The only method for transmitting packets on the X3522 is Cut-Through Programmed I/O (CTPIO). This has been heavily updated compared to its predecessors to reduce latency and make it more robust:
- The X2522 has a single CTPIO transmit aperture per network port. The aperture is shared between all senders, and so there is a risk of clashes between senders. If CTPIO fails, the sender must fallback to DMA.
- The X3522 adapter supports up to 16 CTPIO transmit apertures per network port (so 16×4 in total). The intention is that every sender can have a dedicated CTPIO aperture and so avoid clashes. If CTPIO fails, fallback automatically occurs to store-and-forward, which always succeeds.
One of the CTPIO apertures on the X3522 is used by the Linux kernel, and so 15 are available for other senders. Onload uses one of these apertures per stack.
In situations where there are more than 16 senders, either some are not able to perform accelerated sends, or they need to share access to an aperture. If processes are sharing transmit apertures they must lock any access themselves entirely within software, and this does not give optimal performance. It would make sense for such processes to have similar locality to the shared receive queues, so apertures are shared between processes running on the same CPU cluster.
Each transmit aperture has an associated event queue. The common use case is for each transmit aperture to have a separate event queue that is consumed by the user-level sender. This means that a sending thread can process transmit events without having to handle receive events or other traffic.

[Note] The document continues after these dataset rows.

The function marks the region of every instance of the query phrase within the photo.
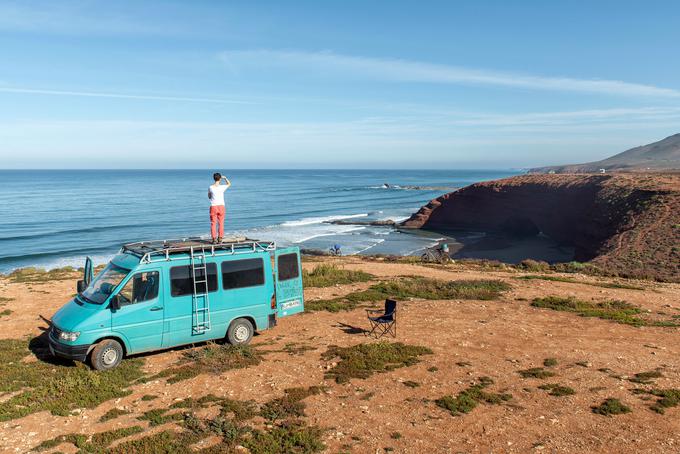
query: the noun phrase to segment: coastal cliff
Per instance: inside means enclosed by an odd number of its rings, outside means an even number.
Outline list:
[[[680,175],[523,175],[473,184],[402,227],[549,236],[574,260],[631,277],[680,281]],[[527,257],[530,258],[530,257]]]

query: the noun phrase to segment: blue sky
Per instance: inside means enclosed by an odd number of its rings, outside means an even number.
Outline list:
[[[675,1],[0,0],[2,168],[508,168],[680,132]]]

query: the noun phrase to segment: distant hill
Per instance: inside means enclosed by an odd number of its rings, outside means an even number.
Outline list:
[[[680,169],[680,134],[666,137],[658,142],[619,153],[602,161],[585,164],[569,164],[563,166],[538,167],[529,173],[589,173],[607,171],[644,171],[644,170],[679,170]]]

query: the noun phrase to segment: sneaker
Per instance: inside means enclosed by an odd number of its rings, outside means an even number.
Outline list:
[[[220,236],[220,237],[217,237],[217,242],[218,242],[218,243],[221,243],[221,242],[222,242],[222,237],[221,237],[221,236]]]
[[[217,240],[215,238],[212,239],[212,244],[217,244]]]

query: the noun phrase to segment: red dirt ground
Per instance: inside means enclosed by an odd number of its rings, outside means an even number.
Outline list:
[[[534,297],[573,295],[587,300],[622,299],[653,312],[680,314],[680,285],[626,281],[645,290],[610,289],[581,283],[518,280],[517,272],[484,272],[458,265],[434,268],[358,258],[322,260],[365,270],[379,279],[403,275],[446,280],[496,278],[510,283],[513,289],[494,301],[403,302],[397,340],[433,350],[432,355],[421,357],[422,361],[411,367],[375,374],[365,380],[352,379],[347,384],[325,380],[329,361],[322,360],[320,355],[329,345],[375,341],[353,329],[367,326],[363,309],[306,313],[280,320],[276,328],[262,332],[253,343],[262,350],[280,350],[287,343],[308,345],[313,350],[300,355],[270,353],[257,366],[227,371],[217,377],[200,375],[173,385],[163,380],[138,385],[129,396],[68,417],[42,412],[2,422],[0,451],[26,452],[43,440],[69,432],[93,433],[145,425],[135,418],[148,409],[167,407],[188,396],[214,393],[264,402],[280,397],[286,388],[318,384],[329,389],[305,401],[307,421],[327,429],[324,442],[329,453],[381,453],[385,448],[399,453],[680,451],[680,407],[668,409],[665,415],[652,412],[649,402],[631,393],[635,385],[625,379],[634,373],[662,368],[663,377],[656,380],[656,387],[680,388],[678,328],[635,328],[529,305]],[[305,264],[306,268],[314,266],[315,263]],[[596,281],[588,276],[569,277]],[[367,285],[310,288],[305,296],[312,300],[343,295]],[[75,281],[31,287],[0,279],[0,296],[13,298],[5,306],[13,313],[0,318],[0,338],[39,334],[40,327],[45,326],[41,317],[49,318],[67,301],[74,292]],[[176,350],[146,355],[145,368],[149,372],[161,371],[179,356]],[[542,366],[548,357],[559,362],[554,368],[556,377],[523,379],[517,373]],[[461,367],[456,364],[459,362],[470,366]],[[437,370],[428,371],[433,366]],[[609,368],[613,373],[598,371],[601,368]],[[479,376],[493,378],[495,384],[489,390],[510,393],[512,400],[502,405],[480,404],[462,416],[452,416],[432,402],[446,394],[456,395]],[[402,383],[407,380],[420,386],[404,386]],[[576,393],[551,397],[537,389],[542,383],[567,385]],[[370,400],[362,400],[367,393],[374,395]],[[141,400],[145,394],[160,397],[145,402]],[[592,413],[591,406],[608,397],[619,398],[632,412],[613,417]],[[98,423],[99,417],[113,407],[132,413]],[[399,432],[401,438],[393,439],[394,432]],[[59,449],[73,452],[71,445]]]

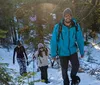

Event queues can also in theory be shared between transmit apertures.
The X3522 includes 32 KB of buffering per transmit aperture to handle bursts of packets and reordering of any out-of-order PCIe transfers.
The X3522 allows warming the code path, with a flag not to send data.
As it is fully cut-through, the X3522 does not support TCP/IP checksum offload on transmit.
Like its predecessors, the X3522 sends a poisoned frame on failure, but its improved design means this is significantly less likely to occur.